Take for instance “the gypsies”. A people in diaspora from a nation state that doesn’t exist, roaming Europe forever, with no land to call their own.
That’s the fate the Israeli state wants for Palestine. It is still technically genocide.
I’m guessing you’re gonna say that there is no genocide if not all or most of the people are killed, because then their people have survived. But, genocide also incorporates cultural genocide.
No, I’m saying that population doesn’t grow during a genocide.
That’s the fate the Israeli state wants for Palestine. It is still technically genocide.
But… Palestinian Arabs are >20% of the population of Israel. You’re making absolutely no sense.
Living under the tyranny of those who took your land, destroyed your cultural heritage and then swept your suffering and the death of your loved ones under the rug, using terrorism as some sort of justification? This is something you’ll have to clear with the native Americans and Inuits, even some other nomadic people.
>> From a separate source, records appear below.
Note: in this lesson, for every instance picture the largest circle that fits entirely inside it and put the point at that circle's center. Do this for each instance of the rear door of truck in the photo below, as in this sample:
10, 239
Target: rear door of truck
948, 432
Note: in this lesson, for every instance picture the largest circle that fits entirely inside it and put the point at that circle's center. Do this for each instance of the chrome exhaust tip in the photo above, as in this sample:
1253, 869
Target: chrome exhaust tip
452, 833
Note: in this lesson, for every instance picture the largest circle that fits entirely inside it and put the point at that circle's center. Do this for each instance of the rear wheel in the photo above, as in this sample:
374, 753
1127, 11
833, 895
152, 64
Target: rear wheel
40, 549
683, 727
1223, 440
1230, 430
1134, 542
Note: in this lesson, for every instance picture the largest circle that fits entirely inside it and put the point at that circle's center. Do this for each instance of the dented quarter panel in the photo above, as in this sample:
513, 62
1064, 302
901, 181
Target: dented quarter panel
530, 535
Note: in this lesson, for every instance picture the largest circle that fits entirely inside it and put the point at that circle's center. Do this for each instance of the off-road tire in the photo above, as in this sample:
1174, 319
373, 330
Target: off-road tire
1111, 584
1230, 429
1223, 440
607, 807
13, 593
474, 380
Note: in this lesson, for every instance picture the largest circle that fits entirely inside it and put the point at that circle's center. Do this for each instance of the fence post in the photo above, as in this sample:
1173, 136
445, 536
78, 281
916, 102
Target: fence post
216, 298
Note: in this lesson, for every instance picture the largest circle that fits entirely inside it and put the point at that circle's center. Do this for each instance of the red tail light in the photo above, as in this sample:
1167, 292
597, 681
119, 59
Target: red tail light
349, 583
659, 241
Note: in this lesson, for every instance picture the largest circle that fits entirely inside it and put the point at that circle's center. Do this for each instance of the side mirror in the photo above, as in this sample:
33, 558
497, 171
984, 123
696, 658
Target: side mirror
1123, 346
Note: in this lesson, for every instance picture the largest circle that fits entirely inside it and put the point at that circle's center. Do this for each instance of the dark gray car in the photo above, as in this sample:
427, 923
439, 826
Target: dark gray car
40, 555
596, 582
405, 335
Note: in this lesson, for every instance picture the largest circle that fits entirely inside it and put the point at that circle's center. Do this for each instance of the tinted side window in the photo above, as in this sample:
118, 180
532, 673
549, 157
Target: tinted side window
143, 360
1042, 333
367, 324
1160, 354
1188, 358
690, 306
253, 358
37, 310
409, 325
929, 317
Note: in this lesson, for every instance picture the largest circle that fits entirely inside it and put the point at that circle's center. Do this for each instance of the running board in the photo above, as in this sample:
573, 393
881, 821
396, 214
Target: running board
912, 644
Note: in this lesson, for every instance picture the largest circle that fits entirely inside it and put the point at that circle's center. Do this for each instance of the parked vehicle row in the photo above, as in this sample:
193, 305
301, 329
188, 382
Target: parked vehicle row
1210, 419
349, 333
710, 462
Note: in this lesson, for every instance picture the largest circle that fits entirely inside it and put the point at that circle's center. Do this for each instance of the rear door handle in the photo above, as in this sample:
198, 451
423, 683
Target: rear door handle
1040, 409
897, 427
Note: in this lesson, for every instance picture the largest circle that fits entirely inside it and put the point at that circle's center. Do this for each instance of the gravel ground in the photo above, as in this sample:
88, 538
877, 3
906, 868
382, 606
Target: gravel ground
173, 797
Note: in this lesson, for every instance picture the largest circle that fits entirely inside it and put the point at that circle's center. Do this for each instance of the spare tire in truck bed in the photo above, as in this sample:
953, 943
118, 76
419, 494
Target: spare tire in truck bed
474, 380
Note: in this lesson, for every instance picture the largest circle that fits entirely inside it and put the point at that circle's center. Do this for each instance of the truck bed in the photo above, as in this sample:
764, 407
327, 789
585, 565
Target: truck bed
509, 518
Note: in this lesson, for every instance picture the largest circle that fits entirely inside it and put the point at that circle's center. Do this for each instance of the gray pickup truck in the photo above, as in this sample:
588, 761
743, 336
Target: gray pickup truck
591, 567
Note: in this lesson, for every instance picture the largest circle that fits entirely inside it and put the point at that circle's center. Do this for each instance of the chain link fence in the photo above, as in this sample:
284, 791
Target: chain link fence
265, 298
Like again, I alluded to the Roma people (or Gypsy’s) for a reason. A broken folk, subjected under Romania (even though it has nothing to do with Roma folk), the “gypsies” lost their land in the North of India. Ever since, they’ve wandered as a people without ancestral lands, and that is a huge problem for not only the psyche, but also the culture has been subverted, destroyed and is but a husk of it’s former self.
This is why the technical definition of genocide has moved beyond body count.
I know in one case this is a bs slant. The person said its abhorrant but measures would only be taken if action was taken. IE the speech will not be silenced by the university but actually violence will not be allowed.
Zionists call anything short of unconditional support for Israel and it’s far right government an anti-semetic call for genocide of Jews. It’s propaganda.
So in other words they understood that they were being called on to condemn antisemitism in order to help reinforce the narrative that these college rallies were antisemitic protests, when in fact they were pro-Palestinian ones.
Good on them for choosing to side with their students rather than give the anti-Palestinian camp their manufactured “professors condemn antisemitic student rallies” soundbites.
Refuse to engage with their genocide-backing rhetoric that tries to tie being pro-Palestinian to being antisemitic.
I feel like there’s some weird context here. Why does Stefanik want to get that “yes” and why are they reluctant to say it? Would it be a declaration of some university policy that would lead to suppressing the demonstrations or what?